Volume 15 Supplement 1

Targeted Temperature Management (TTM 2014)

Open Access

Effective temperature management

  • Ian Tweedie1
BMC Emergency Medicine201515(Suppl 1):A13

https://doi.org/10.1186/1471-227X-15-S1-A13

Published: 24 June 2015

‘It is not enough just to influence body temperature – you have to control it’ (M Holzer, Therapeutic Temperature Management (TTM) 2012, Berlin). For this to be possible we need the ideal cooling equipment/technique and a reliable temperature monitoring technique. Many techniques are available [1], but only two types meet most of the ideal characteristics – automatic temperature feedback-controlled surface hydrogel pads or endovascular cooling devices.

To be fully effective, control is needed for all three phases of TTM.

Induction – the how and when are to an extent disease dependent. The evidence is mainly animal based [2] and the human evidence can be conflicting [3], although the suggestion appears to be the sooner the better. Decision to target temperature times are similar for both types of devices, but may be enhanced with the use of adjuncts, such as intravenous infusion of cold fluids. Surface cooling is negatively influenced by obesity and pyrexia, with 32% of patients failing to reach the target in <12 hours [4].

Maintenance – how deep and how long? Some guidance does exist for depth on a disease process basis (for example, 2010 European resuscitation guidelines). Most evidence is available for post-cardiac arrest, cooling to <34°C. However, recent evidence suggests that preventing fever by cooling to 36°C is just as effective as cooling to 33°C [5]. Duration appears to correlate with outcome. Animal studies support this [2] and human studies are suggestive. For TBI, mortality is definitely better but neurologic outcome is less clear [6]. Although each technique has its own advantages, overall both seem equally effective at maintaining a stable target temperature [7]. However, for it to be successful, complications of TTM need to be effectively managed.
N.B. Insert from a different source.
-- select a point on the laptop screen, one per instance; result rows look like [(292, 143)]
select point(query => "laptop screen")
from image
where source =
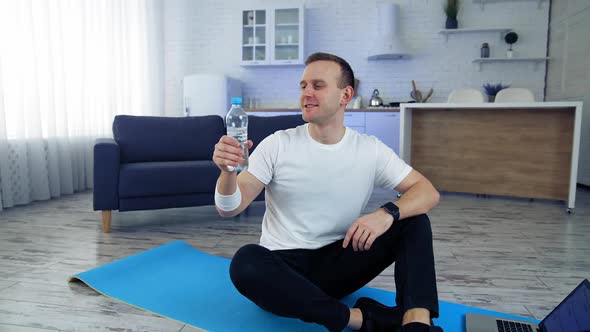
[(572, 314)]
Rewarming – often the Cinderella, but it has been long known that it can affect the neurological outcome. The question that has as yet to be answered is how fast? The consensus based on evidence available is that slow is best for the brain for both mortality and neurological outcome [6], whilst avoiding post-rewarming fever. Both types of device seem to be able to control rewarming adequately.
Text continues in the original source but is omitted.